We’ve all heard this phrase. It’s the ‘Pareto principle’, identified by Vilfredo Pareto in 1896. He was a smart cookie.

“But that data is so old!” you say? Don’t worry: in the past 120 years, we’ve got lots more data, from lots of realms, to test Vilfredo’s theory.

The latest batch comes from over 330 publicly-traded non-CPG firms, for both product & services, care of scholars Daniel McCarthy at Emory & Russell Winer at NYU.

Do they find an 80/20 pareto ratio of revenue? Not quite.

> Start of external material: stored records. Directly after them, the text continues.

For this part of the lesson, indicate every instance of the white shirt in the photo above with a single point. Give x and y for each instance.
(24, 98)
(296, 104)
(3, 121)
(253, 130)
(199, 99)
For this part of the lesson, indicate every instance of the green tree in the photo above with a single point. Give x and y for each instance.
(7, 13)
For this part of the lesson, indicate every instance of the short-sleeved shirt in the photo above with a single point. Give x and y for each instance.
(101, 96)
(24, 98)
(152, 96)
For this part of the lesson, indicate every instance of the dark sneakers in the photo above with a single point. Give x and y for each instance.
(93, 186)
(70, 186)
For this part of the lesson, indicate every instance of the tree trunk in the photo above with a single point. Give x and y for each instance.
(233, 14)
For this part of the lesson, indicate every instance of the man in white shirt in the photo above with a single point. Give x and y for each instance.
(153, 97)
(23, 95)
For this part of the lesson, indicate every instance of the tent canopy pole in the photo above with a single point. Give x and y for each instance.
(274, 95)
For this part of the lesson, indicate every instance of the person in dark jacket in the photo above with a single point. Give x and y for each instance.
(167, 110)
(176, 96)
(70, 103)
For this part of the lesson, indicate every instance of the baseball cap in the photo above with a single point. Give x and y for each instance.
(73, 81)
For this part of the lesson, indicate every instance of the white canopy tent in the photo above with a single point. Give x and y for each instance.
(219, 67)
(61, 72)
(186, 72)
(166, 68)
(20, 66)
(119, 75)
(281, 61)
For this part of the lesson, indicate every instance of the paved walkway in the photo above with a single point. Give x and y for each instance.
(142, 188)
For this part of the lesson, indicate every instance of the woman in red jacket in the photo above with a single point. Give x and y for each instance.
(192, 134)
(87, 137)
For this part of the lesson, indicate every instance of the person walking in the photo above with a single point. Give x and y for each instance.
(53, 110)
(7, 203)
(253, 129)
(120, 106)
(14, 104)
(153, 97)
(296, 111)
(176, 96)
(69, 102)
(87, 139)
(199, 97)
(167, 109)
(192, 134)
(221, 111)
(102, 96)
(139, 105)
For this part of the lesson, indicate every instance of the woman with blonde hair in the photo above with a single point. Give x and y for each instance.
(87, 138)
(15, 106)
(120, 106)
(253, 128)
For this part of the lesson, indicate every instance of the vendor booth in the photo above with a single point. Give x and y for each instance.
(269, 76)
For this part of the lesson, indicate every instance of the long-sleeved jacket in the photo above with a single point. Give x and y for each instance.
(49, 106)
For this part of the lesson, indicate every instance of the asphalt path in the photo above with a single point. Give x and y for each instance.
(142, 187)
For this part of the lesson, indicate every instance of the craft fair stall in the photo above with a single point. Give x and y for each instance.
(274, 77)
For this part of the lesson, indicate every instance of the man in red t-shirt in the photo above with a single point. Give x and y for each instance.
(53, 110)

For non-subscription firms, they find a 68/20 ratio on average. For subscription-type firms, the average is nearly 10% lower, at 59/20.

Are there firms with a perfect 80/20 revenue ratio? Indeed. But not a ton. And on the flip side, there are firms with a 50/20 (which is common in CPG), and even a 30/20 ratio. 30/20!!

WHY DO WE LOVE THE 80/20?

First, it sounds nice. Seriously. 80+20=100. And 55/20 sounds clunky. That helps make it FEEL true and stick in our brains more.

Second, it’s familiar. It’s been around forever. So it's comfortable and seems like "common knowledge".

And third, it helps confirm the belief that we really gotta focus on our heaviest buyers, because they make up so much of our revenue. (Other data suggests otherwise too.)

SO WHAT?

Well, first, you need to know what your pareto ratio is for your industry, and whether your company is normal or abnormal. So check your numbers.

And second, if your ratio is lower — like 50/20 — it means that HALF your revenue comes from your light & medium buyers. So you’d better give them some love too.

Caveats, of course. But read the paper. It’s lovely.